En tu país alcanzaste cierto renombre cuando, como abogado que eres, realizaste alguna gestión en relación con unos vestidos atribuidos a Evita Perón.
Saliste de la República Argentina hace ya unas semanas con destino a la vieja Europa, a Paris, a Madrid, a España, la madre patria, a Asturias, a Galicia.
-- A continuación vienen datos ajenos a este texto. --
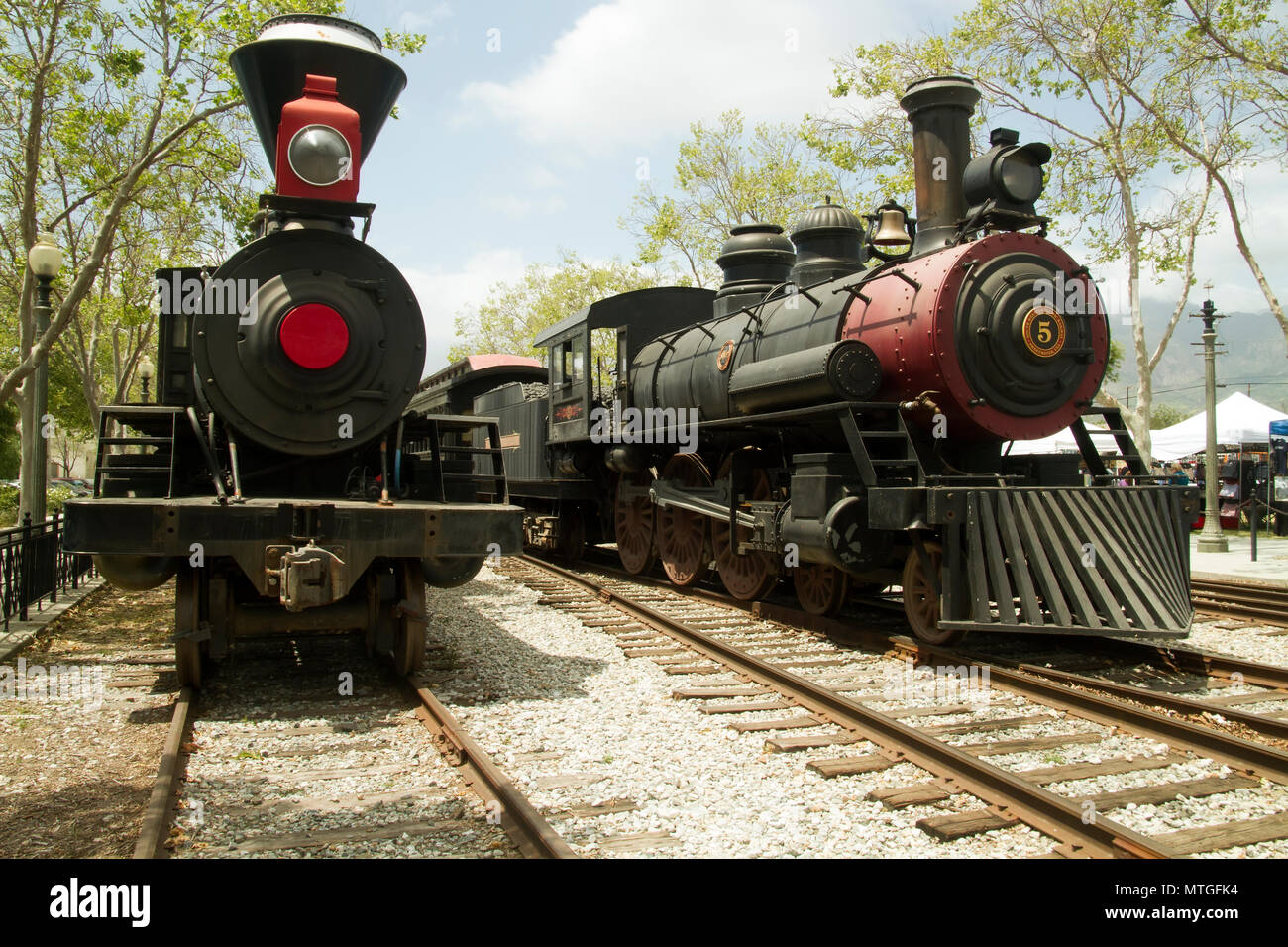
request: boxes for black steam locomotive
[64,14,523,685]
[427,77,1197,643]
Habías emprendido otros viajes anteriormente pero te dijiste que de esta vez no pasaba, que en esta ocasión harías un hueco para conocer el pueblo asturiano de donde salió tu abuelo hace un siglo para lo que entonces se llamó “hacer las Américas”. Tu viaje fue mitad profesional, mitad sentimental. Llegaste a Madrid porque la Fundación Koek-Koek en la que colaboras, copatrocina una exposición del pintor Ulpiano Checa en la Academia de Bellas Artes de San Fernando. En cuanto pudiste te plantaste en Pola de Lena y desde allí ya darías con Naveo o Navedo, el pueblo asturiano de tu abuelo, que de las dos maneras lo habías oído pronunciar.
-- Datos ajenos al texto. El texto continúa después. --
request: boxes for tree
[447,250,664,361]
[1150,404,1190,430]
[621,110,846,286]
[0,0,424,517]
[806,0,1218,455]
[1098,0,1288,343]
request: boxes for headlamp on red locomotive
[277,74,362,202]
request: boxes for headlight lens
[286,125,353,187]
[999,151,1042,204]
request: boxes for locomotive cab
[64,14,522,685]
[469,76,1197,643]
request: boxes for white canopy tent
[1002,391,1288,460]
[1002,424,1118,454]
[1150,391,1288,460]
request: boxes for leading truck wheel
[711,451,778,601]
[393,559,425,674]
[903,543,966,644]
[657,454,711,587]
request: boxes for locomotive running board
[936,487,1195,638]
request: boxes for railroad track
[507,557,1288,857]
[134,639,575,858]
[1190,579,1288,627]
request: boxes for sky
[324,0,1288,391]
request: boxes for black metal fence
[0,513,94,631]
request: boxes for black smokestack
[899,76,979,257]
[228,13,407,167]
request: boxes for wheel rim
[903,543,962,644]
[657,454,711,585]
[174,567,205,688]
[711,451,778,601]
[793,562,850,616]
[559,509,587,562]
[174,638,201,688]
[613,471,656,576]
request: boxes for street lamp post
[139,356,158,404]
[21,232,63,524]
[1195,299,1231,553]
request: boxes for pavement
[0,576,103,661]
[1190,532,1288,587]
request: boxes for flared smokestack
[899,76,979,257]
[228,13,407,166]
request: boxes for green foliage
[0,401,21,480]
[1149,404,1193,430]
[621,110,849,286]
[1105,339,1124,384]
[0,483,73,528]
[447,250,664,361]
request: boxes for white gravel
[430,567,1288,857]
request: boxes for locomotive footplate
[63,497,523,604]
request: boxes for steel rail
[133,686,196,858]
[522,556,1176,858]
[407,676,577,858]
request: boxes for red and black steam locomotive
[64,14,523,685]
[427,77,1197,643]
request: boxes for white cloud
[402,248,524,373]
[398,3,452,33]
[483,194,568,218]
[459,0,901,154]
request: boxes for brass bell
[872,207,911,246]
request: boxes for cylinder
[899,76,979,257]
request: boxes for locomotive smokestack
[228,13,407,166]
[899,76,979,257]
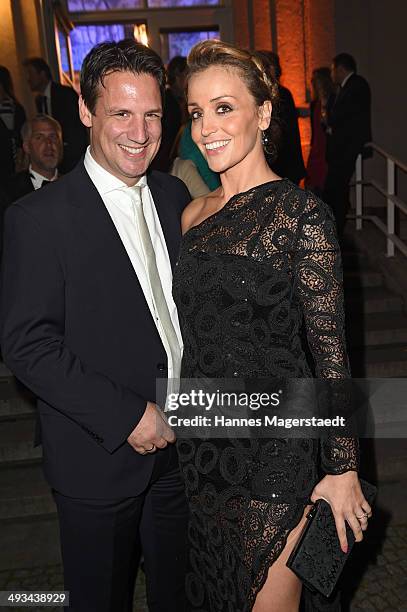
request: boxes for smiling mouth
[119,144,146,155]
[204,140,230,151]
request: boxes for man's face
[80,72,162,186]
[23,121,63,174]
[25,65,48,93]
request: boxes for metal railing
[354,142,407,257]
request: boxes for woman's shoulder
[181,189,222,233]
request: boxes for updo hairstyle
[186,40,278,106]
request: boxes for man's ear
[79,96,92,127]
[23,140,30,155]
[259,100,273,130]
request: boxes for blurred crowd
[0,50,371,235]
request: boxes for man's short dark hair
[81,39,165,114]
[167,55,187,87]
[23,57,52,81]
[332,53,356,72]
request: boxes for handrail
[365,142,407,172]
[355,142,407,257]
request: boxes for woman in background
[305,68,335,195]
[174,40,370,612]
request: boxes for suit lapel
[66,160,144,280]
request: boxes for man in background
[23,57,88,174]
[8,115,63,202]
[152,55,187,172]
[257,51,306,185]
[323,53,372,237]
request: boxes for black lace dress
[174,179,358,612]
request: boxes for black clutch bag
[287,479,377,597]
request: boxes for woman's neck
[220,153,280,202]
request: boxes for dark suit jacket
[326,74,372,165]
[7,170,35,202]
[36,82,88,174]
[266,85,306,183]
[1,163,190,498]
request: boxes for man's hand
[127,402,175,455]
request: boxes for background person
[23,57,88,174]
[305,67,335,195]
[152,55,187,172]
[0,66,25,187]
[323,53,372,237]
[8,115,63,202]
[256,51,305,185]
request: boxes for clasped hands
[127,402,175,455]
[311,471,372,553]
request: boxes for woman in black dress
[174,41,371,612]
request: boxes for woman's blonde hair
[187,39,278,106]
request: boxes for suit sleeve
[329,81,370,128]
[294,194,359,474]
[1,204,146,453]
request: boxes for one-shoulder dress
[173,179,358,612]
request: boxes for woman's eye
[216,104,232,115]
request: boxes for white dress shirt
[28,164,58,190]
[84,147,183,400]
[341,72,355,89]
[42,81,52,117]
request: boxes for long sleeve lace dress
[174,179,358,612]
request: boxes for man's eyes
[114,111,162,119]
[190,111,202,121]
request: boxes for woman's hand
[311,471,372,553]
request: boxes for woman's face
[188,66,271,172]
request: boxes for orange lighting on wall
[133,23,148,47]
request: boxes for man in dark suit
[23,57,88,174]
[257,51,306,185]
[1,41,190,612]
[323,53,372,236]
[8,115,63,202]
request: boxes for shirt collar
[42,81,51,99]
[341,72,355,89]
[28,164,58,183]
[84,146,147,196]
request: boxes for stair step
[0,419,42,466]
[0,516,61,572]
[0,465,56,520]
[348,312,407,347]
[363,344,407,378]
[345,287,403,314]
[344,269,383,289]
[0,392,36,421]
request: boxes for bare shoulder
[181,189,219,234]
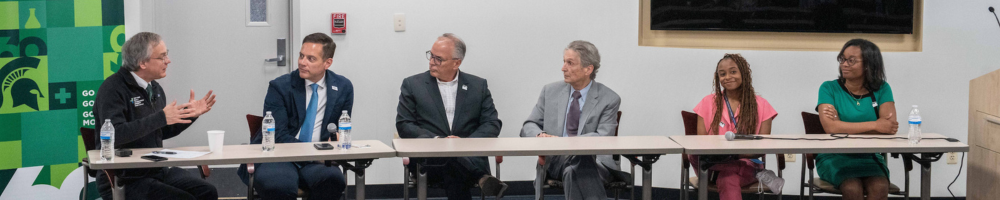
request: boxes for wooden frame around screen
[639,0,923,52]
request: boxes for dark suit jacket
[95,68,196,180]
[396,71,501,138]
[251,70,354,144]
[236,70,354,183]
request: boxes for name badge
[130,96,145,107]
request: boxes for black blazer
[250,70,354,144]
[396,71,501,138]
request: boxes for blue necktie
[299,83,319,142]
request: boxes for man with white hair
[396,33,507,200]
[521,40,621,199]
[93,32,219,199]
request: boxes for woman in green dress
[816,39,899,200]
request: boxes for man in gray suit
[521,40,621,199]
[396,33,507,200]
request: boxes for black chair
[535,111,635,200]
[394,133,503,200]
[799,112,913,200]
[681,111,785,200]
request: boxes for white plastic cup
[208,130,226,152]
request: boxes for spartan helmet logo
[0,57,45,110]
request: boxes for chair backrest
[247,114,264,140]
[80,127,97,151]
[681,110,698,135]
[802,112,826,134]
[615,110,622,137]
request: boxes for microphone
[990,6,1000,26]
[326,123,340,141]
[726,131,764,141]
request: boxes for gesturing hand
[822,106,837,119]
[163,101,197,125]
[185,90,215,117]
[875,113,899,134]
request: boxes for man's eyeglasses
[837,57,861,66]
[149,51,170,63]
[427,50,458,65]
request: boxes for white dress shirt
[128,72,149,90]
[293,73,326,142]
[435,72,459,130]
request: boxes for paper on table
[146,149,211,158]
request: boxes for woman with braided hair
[690,54,778,200]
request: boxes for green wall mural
[0,0,125,199]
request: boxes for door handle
[264,38,287,67]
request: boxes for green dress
[816,80,893,188]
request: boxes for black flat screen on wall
[650,0,914,34]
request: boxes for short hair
[438,33,466,60]
[566,40,601,80]
[302,32,337,60]
[122,32,160,72]
[837,38,885,92]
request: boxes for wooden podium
[966,70,1000,200]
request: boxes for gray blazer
[521,81,621,171]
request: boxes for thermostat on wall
[330,13,347,34]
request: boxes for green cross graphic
[56,88,73,104]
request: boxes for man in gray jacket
[521,40,621,199]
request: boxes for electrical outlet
[948,152,958,165]
[392,13,406,32]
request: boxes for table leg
[354,168,365,200]
[920,154,940,200]
[80,165,90,199]
[642,156,653,200]
[698,156,709,200]
[622,155,660,200]
[111,176,125,200]
[414,163,427,200]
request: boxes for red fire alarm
[330,13,347,34]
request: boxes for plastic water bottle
[101,119,115,162]
[907,105,923,144]
[260,111,274,152]
[337,110,351,149]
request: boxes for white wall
[288,0,1000,196]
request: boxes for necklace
[844,83,865,106]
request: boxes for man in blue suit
[238,33,354,199]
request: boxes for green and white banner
[0,0,125,200]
Adoras y admiras a tu abuelo, Francisco Díaz Gutiérrez, que murió en 1934, antes de cumplir los sesenta años, no sin antes escribir una carta de despedida que conservas como el tesoro más preciado. En aquella carta tu abuelo dejaba como único mandato pagar a los empleados de la lechería “La Rica” que había fundado en 1918, en una recreación del gallo que Sócrates debía a Esculapio. Tu abuelo fue un triunfador, pero la viudez y el crack de 1929 aceleraron su final. Quién le iba a decir a él, que en su infancia ordeñaría a alguna vaca Lucera o Morica, que en Argentina iba a fundar una lechería.
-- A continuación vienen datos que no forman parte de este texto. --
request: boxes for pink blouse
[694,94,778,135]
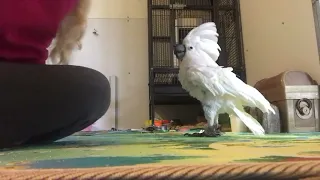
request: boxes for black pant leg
[0,62,110,148]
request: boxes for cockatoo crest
[183,22,221,61]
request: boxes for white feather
[179,22,275,135]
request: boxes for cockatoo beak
[174,44,186,61]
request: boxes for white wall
[72,0,149,129]
[240,0,320,85]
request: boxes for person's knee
[72,67,111,121]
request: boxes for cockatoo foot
[203,124,223,137]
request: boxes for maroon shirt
[0,0,77,64]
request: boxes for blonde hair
[49,0,91,64]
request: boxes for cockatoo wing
[183,22,221,61]
[188,67,275,113]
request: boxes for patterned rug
[0,132,320,169]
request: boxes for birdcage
[148,0,246,119]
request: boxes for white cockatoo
[174,22,275,136]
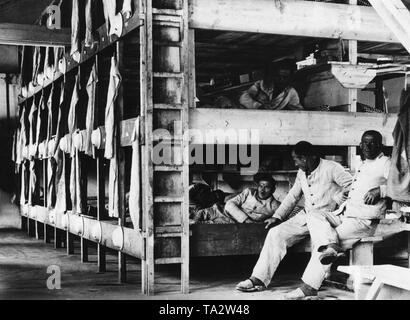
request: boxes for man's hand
[363,187,380,205]
[265,217,282,229]
[333,191,349,205]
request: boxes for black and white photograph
[0,0,410,310]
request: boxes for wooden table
[337,265,410,300]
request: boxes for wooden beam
[189,108,397,146]
[0,23,70,46]
[369,0,410,52]
[190,0,399,42]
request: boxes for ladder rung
[155,258,182,264]
[155,232,182,238]
[153,72,184,78]
[153,133,183,143]
[154,103,182,110]
[154,197,184,203]
[155,226,182,236]
[152,20,181,28]
[154,165,183,172]
[152,8,183,17]
[154,41,182,47]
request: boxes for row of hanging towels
[13,0,140,227]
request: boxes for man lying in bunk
[236,141,352,295]
[239,60,303,110]
[191,172,280,223]
[287,131,390,299]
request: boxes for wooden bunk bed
[12,0,405,294]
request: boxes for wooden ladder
[140,0,189,295]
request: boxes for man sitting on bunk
[236,141,352,295]
[239,60,303,110]
[192,172,280,223]
[287,130,390,299]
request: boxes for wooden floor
[0,230,354,300]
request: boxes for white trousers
[252,211,377,290]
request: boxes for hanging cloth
[70,0,81,62]
[129,117,141,230]
[104,55,121,218]
[85,59,98,159]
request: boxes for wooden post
[94,54,107,273]
[54,226,61,249]
[66,228,75,255]
[97,151,107,272]
[81,237,88,263]
[116,41,127,283]
[78,153,89,263]
[180,0,191,294]
[347,0,357,172]
[140,0,155,295]
[407,232,410,268]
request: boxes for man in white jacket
[236,141,352,295]
[288,131,390,299]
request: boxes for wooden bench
[337,265,410,300]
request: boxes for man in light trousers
[235,131,390,299]
[236,141,352,295]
Llegas a Pola de Lena y preguntas por un pueblo que se llama Naveo y te encaminan a una aldea deshabitada a poco más de un kilómetro de la capital del concejo. Te dices que no puede ser aquel el pueblo del que salió tu abuelo. Así es, en un principio te encaminaron hacia otra aldea del mismo nombre.
Vuelves a la Pola, en donde quedas sorprendido de que siendo el español un idioma universal gracias al cual te puedes entender a tantos miles de kilómetros, te encuentres con letreros e indicadores en una lengua que te resulta un tanto extraña.
Sigues preguntando por algún otro Naveo o Navedo y, casualidades de la vida, alguien te indica que un señor que pasa cerca es precisamente de allí. Te presentas, hablas con él y este señor, de nombre Agustín Antonio, se ofrece a llevarte.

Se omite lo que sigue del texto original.